Will The Strong Seller's Market Continue?
I have been getting many questions lately about the state of the housing market and whether I think it is sustainable. I wish I had a crystal ball to answer these questions, but that is not a reality.
What drives the housing market?
What we do know is this: three things drive the housing market. I call them the three I's.
Looking at our current North Texas housing market, we see these I's come together to give us the results we've had so far in 2020. Inventory is meager. Interest rates are at historic lows. Income stability has been surprisingly strong for most of the area's homebuyers. This means that we have seen a brisk market, low days-on-market statistics, bidding wars, and rising home prices.
What will the 2021 market be like?
The next question I often get is, "How long will this last?" Therein lies the problem. The future of the housing market holds a lot of uncertainty.
Let's address the Three I's and see if we can make some educated predictions.
Inventory: We all know that when supply is low, demand goes up, and prices follow. Knowing that 4-5 million Americans are missing mortgage payments gives me pause. What will happen when the CARES Act ends? Will the foreclosure market spike next year? Many experts believe that it will. Experts also believe that pre-foreclosure sales will also explode as many sellers dump properties quickly to get ahead of financial woes. We could very well see an increase in inventory. This could cause prices to stagnate or even drop.
Interest Rates: Most experts agree that these low interest rates are going to hold well into 2021. So that part of the three-legged I's should remain the same.
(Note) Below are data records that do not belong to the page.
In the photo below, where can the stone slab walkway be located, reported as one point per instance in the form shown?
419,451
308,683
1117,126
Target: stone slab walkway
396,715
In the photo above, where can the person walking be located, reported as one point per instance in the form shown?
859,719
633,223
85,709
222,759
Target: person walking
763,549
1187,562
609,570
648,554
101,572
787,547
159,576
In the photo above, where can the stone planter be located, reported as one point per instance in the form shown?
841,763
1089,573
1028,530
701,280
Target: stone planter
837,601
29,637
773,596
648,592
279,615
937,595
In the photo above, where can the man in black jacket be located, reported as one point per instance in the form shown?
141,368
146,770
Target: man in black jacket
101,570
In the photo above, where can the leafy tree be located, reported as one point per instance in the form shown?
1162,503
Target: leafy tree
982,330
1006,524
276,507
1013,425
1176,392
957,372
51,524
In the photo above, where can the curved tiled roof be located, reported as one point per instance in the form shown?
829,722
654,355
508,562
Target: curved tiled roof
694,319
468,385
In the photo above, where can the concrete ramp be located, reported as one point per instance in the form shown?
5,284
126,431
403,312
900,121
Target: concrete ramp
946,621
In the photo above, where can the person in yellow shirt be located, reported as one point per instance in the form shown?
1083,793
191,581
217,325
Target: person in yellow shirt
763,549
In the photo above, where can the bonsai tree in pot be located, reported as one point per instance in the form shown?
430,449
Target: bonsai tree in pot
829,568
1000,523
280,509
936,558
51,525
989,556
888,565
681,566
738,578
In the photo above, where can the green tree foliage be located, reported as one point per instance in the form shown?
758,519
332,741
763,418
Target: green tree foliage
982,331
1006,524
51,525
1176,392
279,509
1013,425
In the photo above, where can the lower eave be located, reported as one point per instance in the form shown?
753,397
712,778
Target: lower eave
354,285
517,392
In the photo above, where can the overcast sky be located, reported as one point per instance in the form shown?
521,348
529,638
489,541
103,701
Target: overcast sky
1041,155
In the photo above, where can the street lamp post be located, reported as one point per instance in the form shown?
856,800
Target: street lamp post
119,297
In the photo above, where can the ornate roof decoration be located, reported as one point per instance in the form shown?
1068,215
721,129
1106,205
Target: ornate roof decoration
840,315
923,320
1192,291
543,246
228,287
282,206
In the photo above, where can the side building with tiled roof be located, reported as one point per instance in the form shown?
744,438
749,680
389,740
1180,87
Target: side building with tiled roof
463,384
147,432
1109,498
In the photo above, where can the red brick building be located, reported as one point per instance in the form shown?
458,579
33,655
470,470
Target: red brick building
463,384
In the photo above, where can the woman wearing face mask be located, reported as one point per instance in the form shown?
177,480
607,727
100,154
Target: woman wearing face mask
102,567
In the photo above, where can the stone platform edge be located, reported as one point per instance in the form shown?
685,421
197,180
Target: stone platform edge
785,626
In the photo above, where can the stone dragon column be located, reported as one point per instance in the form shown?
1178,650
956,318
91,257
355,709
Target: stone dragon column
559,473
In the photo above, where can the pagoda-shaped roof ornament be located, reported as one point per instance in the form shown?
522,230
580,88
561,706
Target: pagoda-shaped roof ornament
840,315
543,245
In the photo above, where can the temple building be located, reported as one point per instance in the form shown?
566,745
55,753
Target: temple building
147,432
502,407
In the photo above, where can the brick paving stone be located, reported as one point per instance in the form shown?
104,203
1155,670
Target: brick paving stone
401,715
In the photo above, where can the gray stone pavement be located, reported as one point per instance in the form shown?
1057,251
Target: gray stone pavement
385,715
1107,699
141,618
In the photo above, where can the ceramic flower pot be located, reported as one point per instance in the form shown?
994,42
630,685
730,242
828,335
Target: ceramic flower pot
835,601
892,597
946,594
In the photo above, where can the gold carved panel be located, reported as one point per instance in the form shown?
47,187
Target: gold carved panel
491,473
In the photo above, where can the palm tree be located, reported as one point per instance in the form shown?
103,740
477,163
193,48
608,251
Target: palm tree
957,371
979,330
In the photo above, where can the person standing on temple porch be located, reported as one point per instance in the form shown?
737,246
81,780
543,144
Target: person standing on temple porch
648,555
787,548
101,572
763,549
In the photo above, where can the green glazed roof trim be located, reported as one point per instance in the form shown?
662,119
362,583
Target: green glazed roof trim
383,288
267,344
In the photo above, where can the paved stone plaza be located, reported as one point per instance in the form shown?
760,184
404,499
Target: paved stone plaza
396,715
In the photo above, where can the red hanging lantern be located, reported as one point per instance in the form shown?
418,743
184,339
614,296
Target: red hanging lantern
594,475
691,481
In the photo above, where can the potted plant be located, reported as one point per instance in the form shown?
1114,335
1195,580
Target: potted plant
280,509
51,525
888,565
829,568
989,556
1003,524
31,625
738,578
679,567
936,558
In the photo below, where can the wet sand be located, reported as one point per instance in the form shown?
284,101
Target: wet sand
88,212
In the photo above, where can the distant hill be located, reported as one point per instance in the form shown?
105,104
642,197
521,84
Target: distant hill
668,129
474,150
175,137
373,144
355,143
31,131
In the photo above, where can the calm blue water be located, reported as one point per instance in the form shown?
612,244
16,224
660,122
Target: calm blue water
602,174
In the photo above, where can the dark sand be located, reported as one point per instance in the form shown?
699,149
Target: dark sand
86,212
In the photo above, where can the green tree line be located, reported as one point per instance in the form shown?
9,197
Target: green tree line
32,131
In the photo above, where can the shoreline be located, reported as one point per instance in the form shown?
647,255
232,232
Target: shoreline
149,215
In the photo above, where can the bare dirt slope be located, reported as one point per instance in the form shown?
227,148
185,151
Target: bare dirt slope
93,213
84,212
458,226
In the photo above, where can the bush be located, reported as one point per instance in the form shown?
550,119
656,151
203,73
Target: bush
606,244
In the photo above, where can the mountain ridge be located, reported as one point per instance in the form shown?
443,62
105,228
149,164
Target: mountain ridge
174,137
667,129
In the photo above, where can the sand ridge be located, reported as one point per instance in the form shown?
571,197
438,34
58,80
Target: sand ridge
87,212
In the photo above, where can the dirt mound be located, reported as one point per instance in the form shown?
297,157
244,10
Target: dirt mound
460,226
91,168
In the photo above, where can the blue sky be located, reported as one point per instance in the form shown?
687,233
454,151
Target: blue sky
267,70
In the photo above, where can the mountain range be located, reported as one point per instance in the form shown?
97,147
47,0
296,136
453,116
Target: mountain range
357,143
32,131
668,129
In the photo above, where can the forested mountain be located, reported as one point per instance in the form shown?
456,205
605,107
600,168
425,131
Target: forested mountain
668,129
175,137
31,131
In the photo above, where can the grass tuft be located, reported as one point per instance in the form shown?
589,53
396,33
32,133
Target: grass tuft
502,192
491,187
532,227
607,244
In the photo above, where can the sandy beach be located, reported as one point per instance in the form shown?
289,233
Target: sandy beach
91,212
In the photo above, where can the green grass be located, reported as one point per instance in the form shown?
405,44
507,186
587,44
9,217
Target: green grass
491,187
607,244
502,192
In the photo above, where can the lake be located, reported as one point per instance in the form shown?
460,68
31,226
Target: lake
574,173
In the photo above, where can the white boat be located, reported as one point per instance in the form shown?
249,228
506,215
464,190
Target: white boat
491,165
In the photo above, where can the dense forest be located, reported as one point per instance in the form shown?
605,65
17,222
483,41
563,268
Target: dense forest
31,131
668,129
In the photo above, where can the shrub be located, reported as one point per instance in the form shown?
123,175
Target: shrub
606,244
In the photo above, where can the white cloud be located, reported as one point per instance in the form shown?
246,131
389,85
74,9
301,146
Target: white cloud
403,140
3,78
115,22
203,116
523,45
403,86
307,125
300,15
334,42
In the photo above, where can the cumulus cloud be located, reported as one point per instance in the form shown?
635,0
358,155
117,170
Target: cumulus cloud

Income Stability: There is a lot of uncertainty about where we are headed economically with the pandemic; it is predicted to stick around for a while. Overall job numbers indicate that in 2020 only 70% of those affected by layoffs and furloughs will go back to work. We also know that 30% of Americans missed housing payments in June - that is, rent and mortgage payments combined. Nationally, 4-5 million Americans are utilizing the mortgage forbearance program. The good news for the North Texas area is that the Dallas area fared much better than most other major metropolitan areas. Job growth occurred in the DFW area in May, June, and July. Let's hope this recovery stays on track.
Where are we headed?
That is the question we all wish we knew. Historically, the DFW metroplex tends to be less dramatic than other markets. Our highs and our lows do not fluctuate to the extreme like other areas. We have a strong economy and are showing signs of a healthy recovery. However, the unknown factors of the election, the extent of the pandemic, and the potential flood of inventory to the housing market give our industry some uncertainty.